Not entirely sure what I was going to do, a group of customers appeared at the restaurant, including, it turned out, a local dignitary. I stopped one of them who spoke a little English. I don’t really know what happened next except within a couple of minutes, the man said he was sure the owner of the restaurant would let me stay there. He seemed pretty confident given he hadn’t yet asked her. But he was right. They invited me in, cooked me dinner in the restaurant and even gave me a beer. They showed me to an outhouse with a bed in and lots of quilts to keep me warm. They didn’t charge me anything. People are nice.

Despite the 80km ride I didn’t sleep particularly well and got up at first light to head back to Seoul. I decided to head back a slightly different way and experienced a cycle route which just ended and left me on a pretty scary road for a few miles. The guidebook advice was right. Cycling in Korea away from the cycle paths was pretty frightening so I was relieved to get back onto the cycle path and head towards Seoul.
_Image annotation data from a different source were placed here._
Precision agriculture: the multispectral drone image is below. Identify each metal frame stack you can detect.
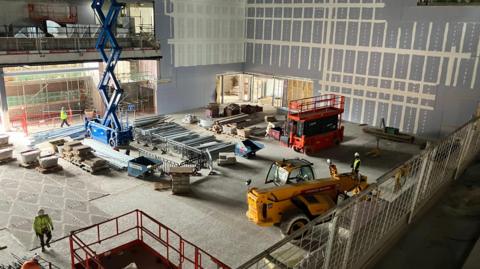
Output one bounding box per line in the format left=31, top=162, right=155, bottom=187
left=135, top=122, right=235, bottom=171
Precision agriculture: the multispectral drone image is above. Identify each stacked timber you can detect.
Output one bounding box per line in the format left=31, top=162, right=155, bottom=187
left=0, top=134, right=16, bottom=164
left=0, top=134, right=13, bottom=149
left=62, top=141, right=108, bottom=174
left=170, top=167, right=195, bottom=194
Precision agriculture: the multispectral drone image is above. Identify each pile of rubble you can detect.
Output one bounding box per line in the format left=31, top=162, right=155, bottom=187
left=61, top=141, right=109, bottom=174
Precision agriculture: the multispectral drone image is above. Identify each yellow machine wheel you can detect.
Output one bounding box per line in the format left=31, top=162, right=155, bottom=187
left=280, top=212, right=310, bottom=240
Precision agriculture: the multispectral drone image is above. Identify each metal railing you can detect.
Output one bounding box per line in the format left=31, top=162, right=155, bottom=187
left=0, top=24, right=154, bottom=38
left=239, top=115, right=480, bottom=269
left=288, top=94, right=345, bottom=114
left=70, top=210, right=229, bottom=269
left=0, top=35, right=159, bottom=52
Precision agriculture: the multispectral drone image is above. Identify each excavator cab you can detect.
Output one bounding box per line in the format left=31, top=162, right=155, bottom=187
left=265, top=159, right=315, bottom=186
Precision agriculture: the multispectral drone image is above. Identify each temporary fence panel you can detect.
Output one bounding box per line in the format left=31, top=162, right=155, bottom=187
left=239, top=118, right=480, bottom=269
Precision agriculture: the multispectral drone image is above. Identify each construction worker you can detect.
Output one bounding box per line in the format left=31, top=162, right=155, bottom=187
left=33, top=209, right=53, bottom=252
left=21, top=254, right=42, bottom=269
left=265, top=121, right=275, bottom=137
left=350, top=152, right=361, bottom=179
left=327, top=159, right=338, bottom=178
left=60, top=107, right=70, bottom=128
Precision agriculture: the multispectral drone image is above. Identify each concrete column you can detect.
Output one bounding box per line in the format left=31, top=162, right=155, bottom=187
left=0, top=68, right=11, bottom=132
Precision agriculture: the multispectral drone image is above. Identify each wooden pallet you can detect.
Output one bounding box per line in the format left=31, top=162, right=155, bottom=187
left=35, top=165, right=63, bottom=174
left=81, top=165, right=110, bottom=175
left=0, top=157, right=17, bottom=165
left=18, top=162, right=39, bottom=169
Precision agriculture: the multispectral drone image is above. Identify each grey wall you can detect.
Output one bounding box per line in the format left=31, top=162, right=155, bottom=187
left=0, top=0, right=98, bottom=26
left=155, top=0, right=243, bottom=114
left=245, top=0, right=480, bottom=136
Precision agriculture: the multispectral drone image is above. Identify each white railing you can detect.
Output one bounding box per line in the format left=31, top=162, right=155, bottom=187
left=239, top=115, right=480, bottom=269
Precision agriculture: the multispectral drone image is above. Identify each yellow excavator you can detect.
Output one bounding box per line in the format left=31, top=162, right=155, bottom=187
left=246, top=159, right=368, bottom=235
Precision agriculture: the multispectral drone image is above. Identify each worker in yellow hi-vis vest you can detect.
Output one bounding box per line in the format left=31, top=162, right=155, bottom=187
left=350, top=152, right=361, bottom=180
left=60, top=107, right=70, bottom=128
left=33, top=209, right=53, bottom=252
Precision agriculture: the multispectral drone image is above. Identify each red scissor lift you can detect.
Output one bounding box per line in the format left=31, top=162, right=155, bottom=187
left=70, top=210, right=230, bottom=269
left=287, top=94, right=345, bottom=154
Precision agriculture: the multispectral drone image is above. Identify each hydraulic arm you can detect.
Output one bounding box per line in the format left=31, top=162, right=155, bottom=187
left=85, top=0, right=133, bottom=147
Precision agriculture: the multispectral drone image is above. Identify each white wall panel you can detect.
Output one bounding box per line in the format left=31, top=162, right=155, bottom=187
left=165, top=0, right=248, bottom=67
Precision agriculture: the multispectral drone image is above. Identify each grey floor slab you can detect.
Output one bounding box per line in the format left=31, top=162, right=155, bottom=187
left=0, top=159, right=109, bottom=249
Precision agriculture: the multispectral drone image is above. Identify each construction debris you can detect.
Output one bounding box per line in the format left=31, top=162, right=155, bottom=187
left=30, top=124, right=86, bottom=145
left=0, top=134, right=13, bottom=149
left=223, top=104, right=240, bottom=117
left=18, top=149, right=40, bottom=169
left=205, top=103, right=220, bottom=119
left=61, top=141, right=108, bottom=174
left=217, top=152, right=237, bottom=166
left=0, top=148, right=16, bottom=164
left=128, top=156, right=162, bottom=178
left=210, top=122, right=223, bottom=134
left=0, top=134, right=16, bottom=164
left=237, top=128, right=252, bottom=139
left=170, top=167, right=195, bottom=194
left=265, top=116, right=277, bottom=123
left=83, top=139, right=134, bottom=170
left=132, top=115, right=169, bottom=127
left=35, top=154, right=63, bottom=174
left=235, top=139, right=265, bottom=159
left=240, top=105, right=263, bottom=114
left=182, top=114, right=198, bottom=124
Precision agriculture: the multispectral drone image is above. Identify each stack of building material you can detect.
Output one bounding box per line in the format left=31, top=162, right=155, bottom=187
left=0, top=134, right=13, bottom=149
left=217, top=152, right=237, bottom=166
left=35, top=154, right=63, bottom=174
left=182, top=114, right=198, bottom=124
left=223, top=104, right=240, bottom=117
left=237, top=128, right=252, bottom=138
left=0, top=134, right=15, bottom=164
left=31, top=124, right=85, bottom=145
left=265, top=116, right=277, bottom=123
left=133, top=115, right=168, bottom=127
left=170, top=167, right=195, bottom=194
left=240, top=105, right=263, bottom=114
left=216, top=114, right=250, bottom=125
left=222, top=124, right=237, bottom=135
left=205, top=103, right=220, bottom=118
left=83, top=139, right=134, bottom=170
left=0, top=148, right=16, bottom=164
left=19, top=149, right=40, bottom=168
left=62, top=141, right=108, bottom=174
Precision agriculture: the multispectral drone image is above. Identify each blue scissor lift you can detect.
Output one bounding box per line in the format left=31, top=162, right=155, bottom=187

Cycling back, the route was even more enjoyable than on the way. I stopped for a cheap but excellent spicy Korean stew before passing a pretty impressive dam and the Olympic Stadium on the way into Seoul.

Korea is a brilliant place to cycle and definitely not dull. The city seemed pretty polluted (and gridlocked) and I’m not sure I’d risk cycling along most of the roads I saw. But over two days I managed around 160km along some of the best cycle paths I’ve ever been on.

I hope I manage to get over there again and do the route all the way down to Busan.